A few weeks ago we discussed how using minimum utilisation could help characterise operational issues. A server had failed and some ‘after the fact’ analysis had shown that its CPU utilisation had increased on a regular basis in such a way in that if it been acted on the failure could have been avoided.
We also saw that the server that the workload failed over to showed signs of a similar behaviour.
Some further information has become available that confirms some of the assumptions that we made.
Another Step Up
Since the previous blog the server has shown another step up in its CPU utilisation as illustrated below. Again the ‘smoothing’ effect created by the moving minimum statistic clearly shows a step increase (bigger than the last time). It is worth restating that the actual CPU utilisation is not expected to be an issue, i.e. the busiest hour shown is no busier than 35% CPU busy, comfortably under the theoretical M/M/n threshold of 97% CPU Busy (at 97% a 32 core machine (such as this) would have a queue length of 32).

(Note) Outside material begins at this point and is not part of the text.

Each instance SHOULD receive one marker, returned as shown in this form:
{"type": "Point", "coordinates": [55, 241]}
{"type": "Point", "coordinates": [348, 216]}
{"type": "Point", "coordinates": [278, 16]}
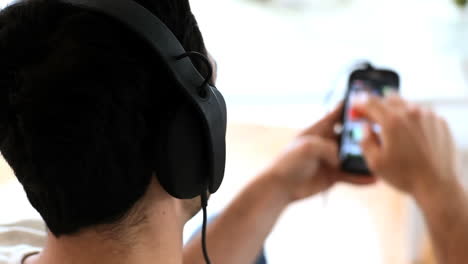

A request was made of the technical teams to find out what process was causing this step up. A simple monitoring script was deployed to find that a file copy utility that had completed its copying was still using CPU. In fact there were more of these utilities running using up whole CPU cores. Each looping processes was using 3.1% of the machine (i.e. 1/32 of the full capacity). This suggests the first step in the graph was caused by one looping utility job (increase from 4-5% to 7-8% in minimum CPU utilisation) and that the second was caused by a further two utility jobs (from 7-8% to 13-14%).
The utility jobs were killed and the CPU utilisation dropped to reflect a genuine business demand (see below).
Points of Contention
There were two reasons that some technical support personnel were not motivated to engage in this issue, they were;
- The CPU utilisation of the new server is insignificant
- The run queue of the original server was not high enough to be of concern
Addressing the first of these is straightforward. It is agreed that a peak CPU utilisation of 35% busy is insignificant but the genuine business peak demand is only 16%. From that starting point it would take 20 or 21 of the utility jobs to take that utilisation up to more dangerous levels - but less than that starting at 35%. At a rate of one new utility job per week (as previously observed) there would be another failure in 5 months starting at 16% and 3 and a half months starting at 35%.
The second point is more interesting. The server failed at 81% CPU busy. It should have been able to handle 97% busy. The run queue (which is the queue length plus one) was measured at 12 at failover time (it had risen rapidly in four hours from 1). The server should be able to tolerate a run queue of 32, however, it had been observed that approximately 25 of the ‘problem’ utility jobs were running (although they were not known to be a problem at this stage). These needed 25 whole cores to run, leaving only 8 cores to deal with a run queue of 12 – therefore being within the “danger area”.
Summary
What we originally thought was a potential loop was proven to be correct. The moving minimum technique allowed us to characterise and isolate the behaviour and a fix was applied.
It is worth noting that there was no change in business demand during this period so there would have been no advantage in understanding the relationship between business demand and resource consumption. However, workload characterisation would have been valuable but not necessary as we were able to use the techniques described in order to recognise the issue and suggest a root cause and resolution.